Shoulder strength, leg strength, and trunk strength relevant to the rowing motion are my three main areas where I see the most improvement with rowers who add good strength training to their training. Of course, we do more than just these three things and there are more areas of improvement beyond. We didn’t get to hip hinge, horizontal pulling, or upper body pushing exercises, all of which offer value in technique, performance, and reducing injuries. Stay tuned for a future Part 2.
Will has distilled so much down to these 3 critical areas in what is unquestionably what all of us coaches should be working on with our athletes, so many of whom are constrained in seeing real improvement w/o working on these BIG 3. The progressions are so clear and easy to follow. Thanks again, Will, for sharing your deep knowledge of the intersection of strength training and the rowing stroke!
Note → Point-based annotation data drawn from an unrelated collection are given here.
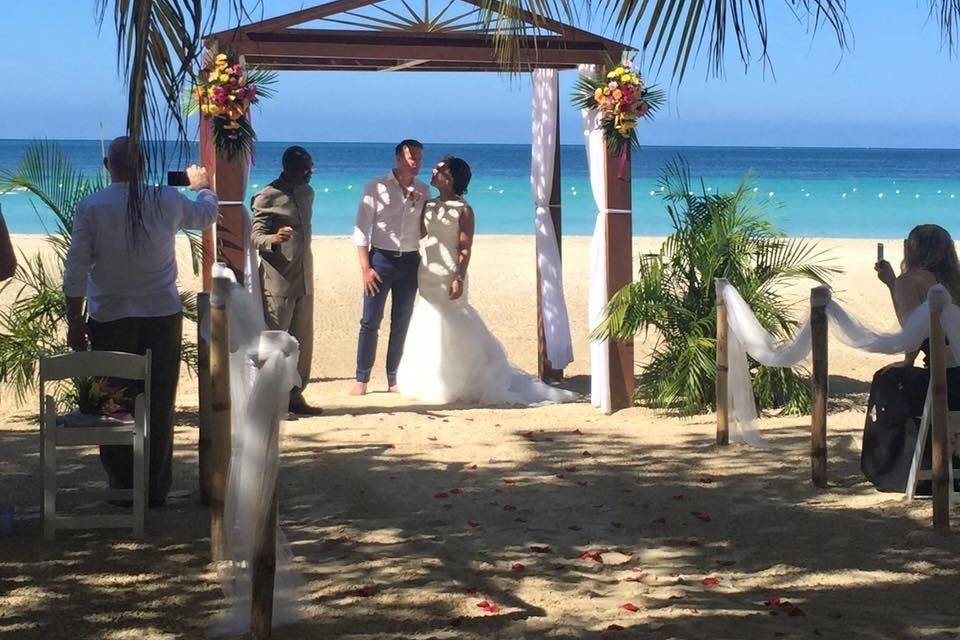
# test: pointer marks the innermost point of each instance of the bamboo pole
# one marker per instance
(936, 299)
(819, 297)
(203, 393)
(219, 414)
(723, 416)
(264, 564)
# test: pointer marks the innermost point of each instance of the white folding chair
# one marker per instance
(918, 473)
(95, 364)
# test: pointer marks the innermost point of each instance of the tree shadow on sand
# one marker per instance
(404, 542)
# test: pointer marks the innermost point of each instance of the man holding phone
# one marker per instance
(125, 270)
(281, 233)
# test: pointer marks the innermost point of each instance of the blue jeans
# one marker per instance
(398, 276)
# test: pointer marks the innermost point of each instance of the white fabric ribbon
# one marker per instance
(553, 304)
(747, 337)
(597, 297)
(263, 369)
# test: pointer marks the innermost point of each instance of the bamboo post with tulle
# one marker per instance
(936, 299)
(264, 564)
(219, 414)
(819, 298)
(203, 394)
(723, 415)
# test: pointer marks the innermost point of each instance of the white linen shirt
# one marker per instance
(121, 279)
(386, 219)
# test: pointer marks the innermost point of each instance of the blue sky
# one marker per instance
(895, 88)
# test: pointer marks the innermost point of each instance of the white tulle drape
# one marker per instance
(263, 369)
(597, 297)
(553, 305)
(747, 337)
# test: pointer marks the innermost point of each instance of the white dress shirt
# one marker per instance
(122, 279)
(387, 217)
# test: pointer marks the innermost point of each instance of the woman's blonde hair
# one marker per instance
(930, 247)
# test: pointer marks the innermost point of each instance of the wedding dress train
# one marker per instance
(449, 354)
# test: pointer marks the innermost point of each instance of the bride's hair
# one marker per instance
(460, 172)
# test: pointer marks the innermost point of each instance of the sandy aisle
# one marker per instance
(366, 499)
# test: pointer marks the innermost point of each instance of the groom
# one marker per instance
(387, 237)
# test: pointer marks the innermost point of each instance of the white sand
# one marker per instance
(358, 501)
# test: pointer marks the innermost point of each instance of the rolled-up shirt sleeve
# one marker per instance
(199, 213)
(79, 257)
(366, 211)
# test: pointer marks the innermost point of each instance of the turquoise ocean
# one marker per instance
(829, 192)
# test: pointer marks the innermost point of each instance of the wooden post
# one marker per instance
(544, 367)
(819, 297)
(723, 415)
(264, 564)
(619, 221)
(203, 394)
(219, 414)
(938, 412)
(228, 176)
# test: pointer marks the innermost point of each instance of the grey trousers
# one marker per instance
(295, 316)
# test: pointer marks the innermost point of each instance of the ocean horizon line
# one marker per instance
(784, 147)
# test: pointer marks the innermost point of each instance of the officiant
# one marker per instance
(281, 232)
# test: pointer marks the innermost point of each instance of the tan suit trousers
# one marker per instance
(295, 316)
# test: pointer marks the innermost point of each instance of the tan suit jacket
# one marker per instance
(286, 269)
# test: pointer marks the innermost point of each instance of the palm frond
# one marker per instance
(714, 236)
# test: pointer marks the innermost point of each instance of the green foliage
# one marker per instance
(715, 236)
(34, 325)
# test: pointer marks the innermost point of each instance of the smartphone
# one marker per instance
(177, 179)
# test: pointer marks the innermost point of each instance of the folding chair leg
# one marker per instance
(49, 485)
(918, 449)
(139, 484)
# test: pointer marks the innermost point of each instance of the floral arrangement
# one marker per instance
(622, 98)
(224, 91)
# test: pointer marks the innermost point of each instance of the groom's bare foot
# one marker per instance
(359, 389)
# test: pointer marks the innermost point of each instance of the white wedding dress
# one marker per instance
(449, 354)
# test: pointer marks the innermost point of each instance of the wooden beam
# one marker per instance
(819, 297)
(619, 223)
(406, 48)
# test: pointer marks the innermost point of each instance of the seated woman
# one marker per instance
(899, 390)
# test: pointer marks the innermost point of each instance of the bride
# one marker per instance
(449, 354)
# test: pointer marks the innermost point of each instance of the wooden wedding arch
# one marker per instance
(392, 35)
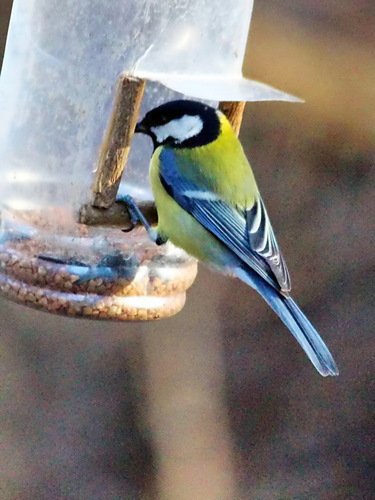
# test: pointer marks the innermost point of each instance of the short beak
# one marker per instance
(141, 129)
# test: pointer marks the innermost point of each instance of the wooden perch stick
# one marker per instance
(234, 112)
(116, 144)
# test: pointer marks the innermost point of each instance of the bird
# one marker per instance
(208, 203)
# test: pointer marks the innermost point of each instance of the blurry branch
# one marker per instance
(333, 73)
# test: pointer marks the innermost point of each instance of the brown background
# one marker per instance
(72, 395)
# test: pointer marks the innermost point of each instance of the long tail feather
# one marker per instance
(295, 320)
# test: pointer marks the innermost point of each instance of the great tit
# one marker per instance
(208, 204)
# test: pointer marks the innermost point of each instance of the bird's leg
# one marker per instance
(136, 216)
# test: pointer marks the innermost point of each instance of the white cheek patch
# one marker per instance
(180, 129)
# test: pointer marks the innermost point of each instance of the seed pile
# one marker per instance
(135, 280)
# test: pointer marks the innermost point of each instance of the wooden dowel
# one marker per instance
(115, 215)
(234, 112)
(116, 144)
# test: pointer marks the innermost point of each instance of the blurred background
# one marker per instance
(220, 402)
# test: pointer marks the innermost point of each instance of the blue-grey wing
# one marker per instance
(228, 224)
(263, 242)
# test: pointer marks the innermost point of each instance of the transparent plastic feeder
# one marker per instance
(57, 87)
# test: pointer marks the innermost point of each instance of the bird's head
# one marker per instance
(181, 124)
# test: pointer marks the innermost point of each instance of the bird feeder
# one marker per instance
(75, 77)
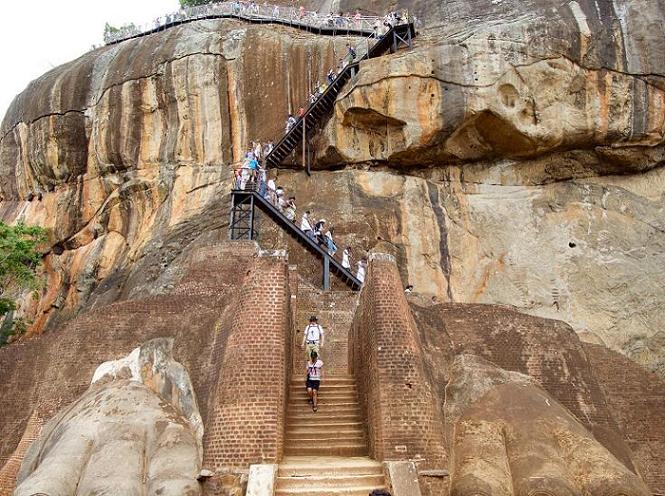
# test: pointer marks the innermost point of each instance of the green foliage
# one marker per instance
(19, 260)
(12, 327)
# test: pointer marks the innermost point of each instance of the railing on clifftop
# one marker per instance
(275, 14)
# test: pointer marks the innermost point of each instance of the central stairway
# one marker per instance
(326, 452)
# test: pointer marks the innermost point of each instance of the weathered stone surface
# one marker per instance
(589, 252)
(511, 437)
(490, 360)
(133, 432)
(119, 152)
(524, 127)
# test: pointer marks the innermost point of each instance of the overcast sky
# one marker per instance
(37, 35)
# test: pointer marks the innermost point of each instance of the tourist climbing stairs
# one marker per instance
(243, 226)
(321, 108)
(326, 451)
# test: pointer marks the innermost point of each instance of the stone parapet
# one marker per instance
(247, 422)
(387, 360)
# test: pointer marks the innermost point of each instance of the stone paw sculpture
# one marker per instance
(135, 431)
(510, 437)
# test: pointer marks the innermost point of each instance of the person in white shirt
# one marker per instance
(313, 382)
(346, 258)
(306, 226)
(271, 193)
(362, 269)
(332, 248)
(312, 339)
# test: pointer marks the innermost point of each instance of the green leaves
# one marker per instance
(19, 260)
(19, 257)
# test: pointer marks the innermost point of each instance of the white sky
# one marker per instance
(37, 35)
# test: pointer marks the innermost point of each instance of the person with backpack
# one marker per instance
(312, 339)
(313, 381)
(306, 225)
(351, 52)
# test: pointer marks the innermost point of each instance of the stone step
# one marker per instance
(325, 388)
(327, 465)
(333, 387)
(326, 439)
(329, 379)
(326, 482)
(313, 491)
(347, 449)
(326, 427)
(310, 417)
(330, 396)
(316, 432)
(296, 410)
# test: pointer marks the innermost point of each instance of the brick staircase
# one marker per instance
(325, 453)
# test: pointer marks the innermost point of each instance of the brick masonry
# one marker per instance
(247, 423)
(637, 401)
(46, 373)
(386, 357)
(335, 311)
(549, 351)
(9, 470)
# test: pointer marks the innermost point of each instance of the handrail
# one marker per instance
(292, 226)
(331, 87)
(251, 11)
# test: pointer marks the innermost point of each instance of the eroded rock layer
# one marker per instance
(512, 156)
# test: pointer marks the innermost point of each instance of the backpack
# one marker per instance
(318, 328)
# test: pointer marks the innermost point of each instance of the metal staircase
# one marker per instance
(243, 226)
(321, 108)
(245, 202)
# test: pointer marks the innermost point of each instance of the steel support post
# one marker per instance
(251, 217)
(326, 272)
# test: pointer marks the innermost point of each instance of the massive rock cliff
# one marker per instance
(513, 156)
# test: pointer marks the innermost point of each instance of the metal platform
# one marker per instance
(243, 225)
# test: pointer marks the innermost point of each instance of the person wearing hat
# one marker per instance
(313, 381)
(312, 339)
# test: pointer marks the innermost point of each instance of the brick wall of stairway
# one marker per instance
(325, 452)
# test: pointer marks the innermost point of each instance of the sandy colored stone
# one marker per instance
(137, 429)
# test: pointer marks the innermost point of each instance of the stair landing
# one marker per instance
(326, 451)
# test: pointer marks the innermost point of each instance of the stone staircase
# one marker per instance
(325, 453)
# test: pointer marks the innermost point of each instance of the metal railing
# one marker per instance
(252, 11)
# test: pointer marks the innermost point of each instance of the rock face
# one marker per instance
(518, 148)
(513, 156)
(511, 437)
(137, 430)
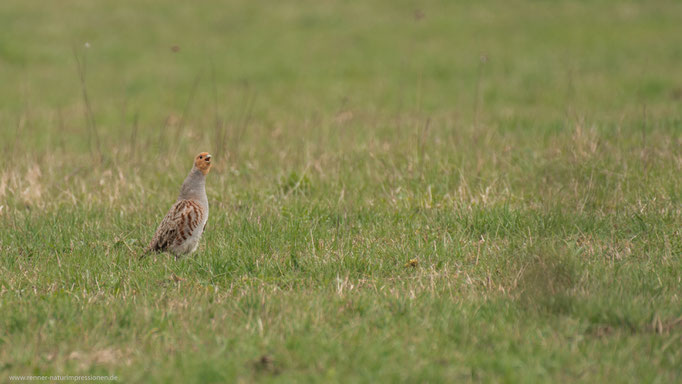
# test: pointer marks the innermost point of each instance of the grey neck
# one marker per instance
(194, 187)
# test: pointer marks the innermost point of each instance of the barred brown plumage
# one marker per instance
(181, 229)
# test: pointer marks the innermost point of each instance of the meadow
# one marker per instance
(402, 191)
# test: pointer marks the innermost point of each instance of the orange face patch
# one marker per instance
(203, 162)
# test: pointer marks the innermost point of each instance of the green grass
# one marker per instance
(443, 192)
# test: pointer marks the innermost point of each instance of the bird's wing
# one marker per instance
(178, 225)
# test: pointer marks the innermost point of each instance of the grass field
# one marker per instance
(402, 192)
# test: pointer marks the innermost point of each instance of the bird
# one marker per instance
(181, 229)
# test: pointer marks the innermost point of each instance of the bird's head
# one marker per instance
(203, 162)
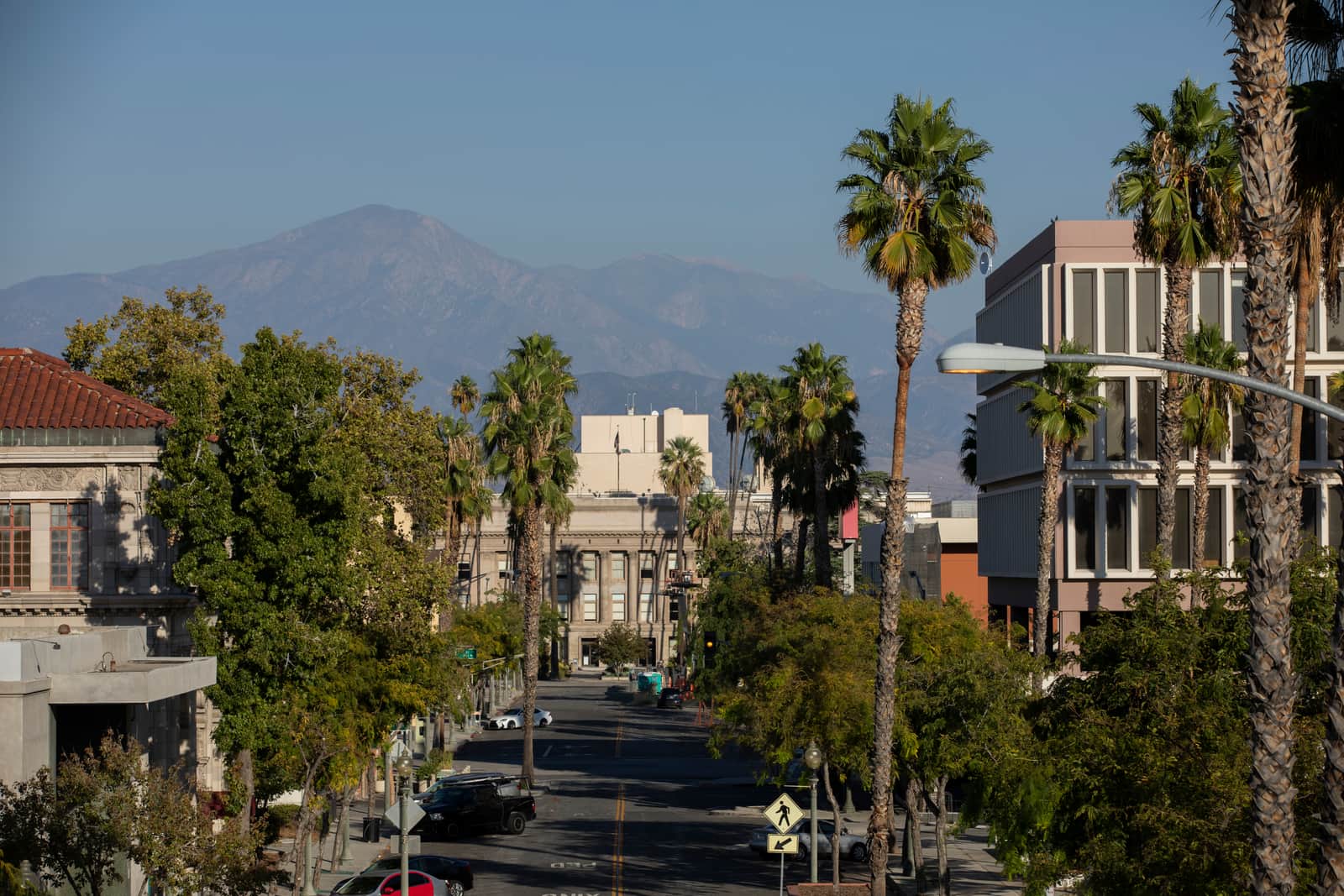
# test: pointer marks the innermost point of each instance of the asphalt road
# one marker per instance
(628, 809)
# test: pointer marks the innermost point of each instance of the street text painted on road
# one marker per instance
(783, 813)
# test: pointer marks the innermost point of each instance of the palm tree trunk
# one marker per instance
(1331, 862)
(531, 551)
(822, 527)
(1200, 512)
(734, 474)
(1169, 445)
(1048, 517)
(1268, 217)
(1305, 300)
(909, 335)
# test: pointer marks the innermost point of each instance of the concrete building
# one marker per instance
(78, 547)
(1082, 281)
(622, 452)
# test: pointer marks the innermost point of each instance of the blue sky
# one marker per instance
(138, 132)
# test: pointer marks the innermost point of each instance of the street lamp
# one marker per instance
(812, 758)
(403, 774)
(983, 358)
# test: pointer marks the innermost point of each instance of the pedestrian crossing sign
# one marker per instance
(783, 813)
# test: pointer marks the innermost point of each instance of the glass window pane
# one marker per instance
(1147, 421)
(1085, 527)
(1147, 524)
(1117, 311)
(1146, 312)
(1312, 387)
(1180, 550)
(1214, 530)
(1211, 298)
(1241, 547)
(1238, 328)
(1085, 308)
(1117, 419)
(1117, 528)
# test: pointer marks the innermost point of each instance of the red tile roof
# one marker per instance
(40, 391)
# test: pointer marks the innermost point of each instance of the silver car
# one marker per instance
(853, 846)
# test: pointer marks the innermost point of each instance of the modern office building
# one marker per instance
(80, 553)
(1081, 280)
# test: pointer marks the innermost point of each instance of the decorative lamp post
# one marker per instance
(403, 774)
(812, 757)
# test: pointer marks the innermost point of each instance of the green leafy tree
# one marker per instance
(622, 644)
(1183, 184)
(141, 347)
(916, 217)
(528, 430)
(1205, 412)
(1061, 411)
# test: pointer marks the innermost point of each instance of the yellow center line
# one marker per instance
(618, 844)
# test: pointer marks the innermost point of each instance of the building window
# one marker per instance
(1238, 333)
(1117, 528)
(1312, 387)
(1146, 312)
(15, 546)
(1116, 418)
(1085, 308)
(71, 546)
(1117, 311)
(1085, 527)
(1146, 419)
(1211, 298)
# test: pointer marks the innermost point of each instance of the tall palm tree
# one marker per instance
(824, 406)
(969, 459)
(1061, 410)
(528, 432)
(737, 402)
(707, 519)
(1206, 414)
(916, 217)
(682, 470)
(1182, 183)
(1269, 215)
(465, 394)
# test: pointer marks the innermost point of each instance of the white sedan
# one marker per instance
(514, 719)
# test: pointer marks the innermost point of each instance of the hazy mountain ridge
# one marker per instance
(407, 285)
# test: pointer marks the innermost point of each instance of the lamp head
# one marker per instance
(812, 757)
(984, 358)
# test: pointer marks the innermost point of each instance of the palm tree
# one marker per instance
(1183, 186)
(1269, 215)
(969, 454)
(1061, 410)
(824, 406)
(465, 394)
(682, 470)
(916, 217)
(737, 402)
(528, 432)
(1206, 414)
(707, 519)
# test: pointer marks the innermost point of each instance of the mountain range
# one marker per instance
(669, 329)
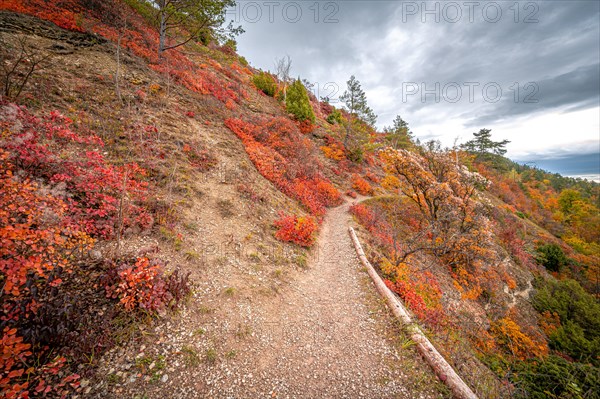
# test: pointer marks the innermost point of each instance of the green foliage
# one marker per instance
(483, 144)
(335, 117)
(356, 102)
(265, 83)
(181, 21)
(555, 377)
(552, 257)
(398, 135)
(356, 154)
(567, 200)
(579, 333)
(298, 102)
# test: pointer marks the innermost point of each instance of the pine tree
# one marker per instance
(187, 20)
(356, 102)
(399, 135)
(483, 144)
(298, 102)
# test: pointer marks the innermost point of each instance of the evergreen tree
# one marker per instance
(298, 102)
(187, 20)
(483, 144)
(398, 135)
(355, 100)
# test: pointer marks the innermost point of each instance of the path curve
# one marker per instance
(321, 339)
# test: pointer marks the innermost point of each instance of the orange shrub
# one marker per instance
(299, 230)
(361, 185)
(509, 335)
(333, 152)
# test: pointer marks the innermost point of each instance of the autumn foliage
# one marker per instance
(299, 230)
(361, 185)
(59, 195)
(285, 157)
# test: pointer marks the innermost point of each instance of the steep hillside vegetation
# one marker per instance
(158, 215)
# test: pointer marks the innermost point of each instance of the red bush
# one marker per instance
(361, 185)
(285, 158)
(143, 285)
(299, 230)
(50, 150)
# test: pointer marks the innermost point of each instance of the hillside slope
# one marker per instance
(264, 317)
(171, 226)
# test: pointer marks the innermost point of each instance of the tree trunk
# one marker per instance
(162, 33)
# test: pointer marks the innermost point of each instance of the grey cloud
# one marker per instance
(576, 90)
(560, 53)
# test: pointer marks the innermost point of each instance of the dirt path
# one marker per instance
(324, 334)
(321, 338)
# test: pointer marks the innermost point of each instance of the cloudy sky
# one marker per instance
(530, 71)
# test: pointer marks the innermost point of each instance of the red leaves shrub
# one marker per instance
(37, 245)
(75, 169)
(201, 159)
(143, 285)
(306, 126)
(285, 158)
(19, 381)
(139, 37)
(361, 185)
(299, 230)
(509, 336)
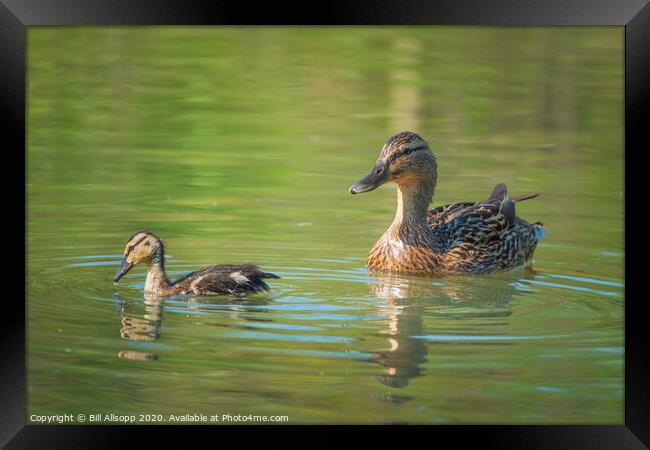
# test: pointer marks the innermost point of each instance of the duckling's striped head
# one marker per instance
(405, 157)
(142, 246)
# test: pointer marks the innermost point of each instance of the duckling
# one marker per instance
(465, 237)
(144, 246)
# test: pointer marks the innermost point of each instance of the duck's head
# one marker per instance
(142, 246)
(405, 158)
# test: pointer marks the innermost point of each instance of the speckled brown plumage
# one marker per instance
(467, 237)
(233, 279)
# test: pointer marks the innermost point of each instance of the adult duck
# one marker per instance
(465, 237)
(145, 247)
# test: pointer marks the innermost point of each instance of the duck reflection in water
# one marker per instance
(408, 298)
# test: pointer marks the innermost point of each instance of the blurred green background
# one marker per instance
(238, 144)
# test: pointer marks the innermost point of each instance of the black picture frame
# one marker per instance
(634, 15)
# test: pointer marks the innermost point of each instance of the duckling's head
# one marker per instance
(405, 158)
(142, 246)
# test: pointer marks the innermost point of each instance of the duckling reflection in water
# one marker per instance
(462, 237)
(145, 329)
(144, 246)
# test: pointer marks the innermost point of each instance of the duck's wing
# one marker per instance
(228, 279)
(477, 222)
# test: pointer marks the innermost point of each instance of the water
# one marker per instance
(239, 145)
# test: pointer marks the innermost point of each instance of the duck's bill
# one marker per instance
(377, 176)
(124, 268)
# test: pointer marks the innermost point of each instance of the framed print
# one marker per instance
(397, 214)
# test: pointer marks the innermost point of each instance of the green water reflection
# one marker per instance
(239, 144)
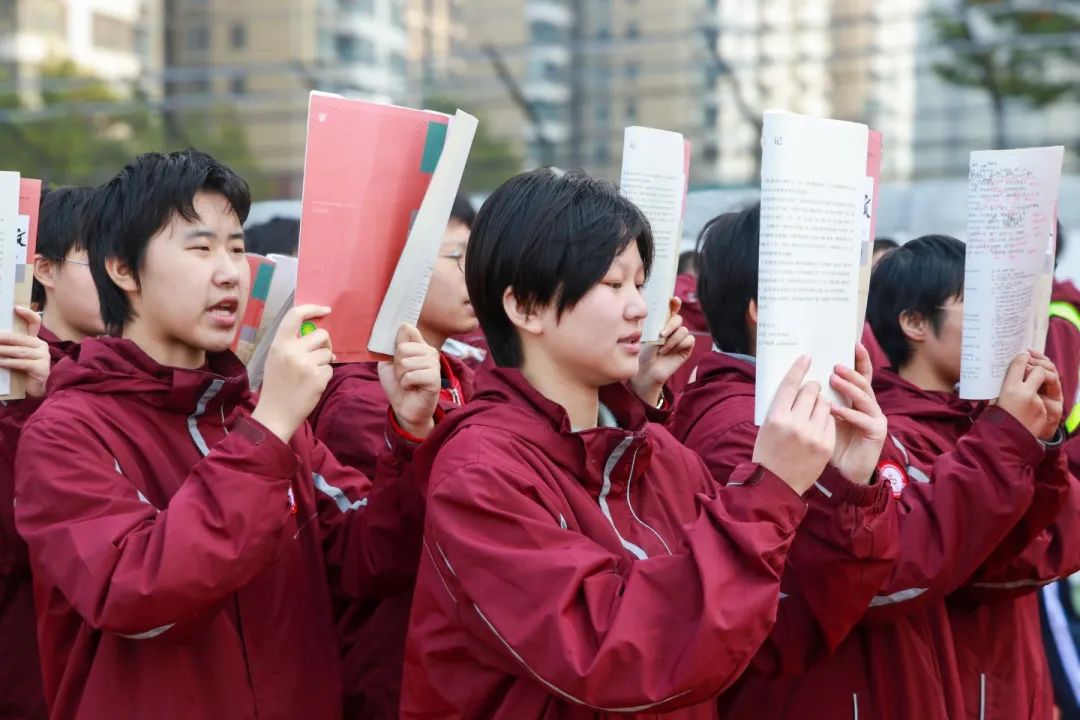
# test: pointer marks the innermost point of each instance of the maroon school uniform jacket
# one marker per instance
(350, 420)
(842, 553)
(585, 574)
(995, 617)
(180, 551)
(21, 694)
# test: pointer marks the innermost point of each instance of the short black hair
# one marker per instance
(279, 235)
(127, 212)
(551, 239)
(61, 229)
(727, 276)
(462, 212)
(919, 277)
(688, 261)
(885, 244)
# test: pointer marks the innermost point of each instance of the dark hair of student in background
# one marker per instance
(920, 276)
(129, 211)
(727, 276)
(61, 229)
(279, 235)
(551, 239)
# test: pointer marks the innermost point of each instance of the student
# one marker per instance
(846, 546)
(179, 531)
(916, 309)
(64, 288)
(350, 420)
(578, 559)
(1060, 608)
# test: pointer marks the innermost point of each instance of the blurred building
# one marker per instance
(116, 40)
(257, 60)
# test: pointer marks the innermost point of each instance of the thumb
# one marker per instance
(31, 318)
(407, 333)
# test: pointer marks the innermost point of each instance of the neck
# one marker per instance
(52, 320)
(433, 338)
(581, 403)
(922, 375)
(164, 352)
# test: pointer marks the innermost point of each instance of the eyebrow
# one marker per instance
(206, 233)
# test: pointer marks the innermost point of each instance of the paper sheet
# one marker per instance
(408, 287)
(1012, 200)
(655, 178)
(813, 180)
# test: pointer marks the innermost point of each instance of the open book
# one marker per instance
(813, 193)
(1012, 213)
(656, 165)
(19, 205)
(261, 275)
(366, 178)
This was nothing short of brilliant! I read it aloud over breakfast to my partner - also a rowing coach. We watched the video again of the rockbacks. Either I've watched that video too many times or you improved it! It just seemed cleaner and more concise. Anyway this is great information and I'm sharing it with the entire coaching staff here. Thank you, thank you for all you give to us! how many times do we give people drills and hound them on technique when in reality they don't have the strength components that are required? it's embarrassing to think about!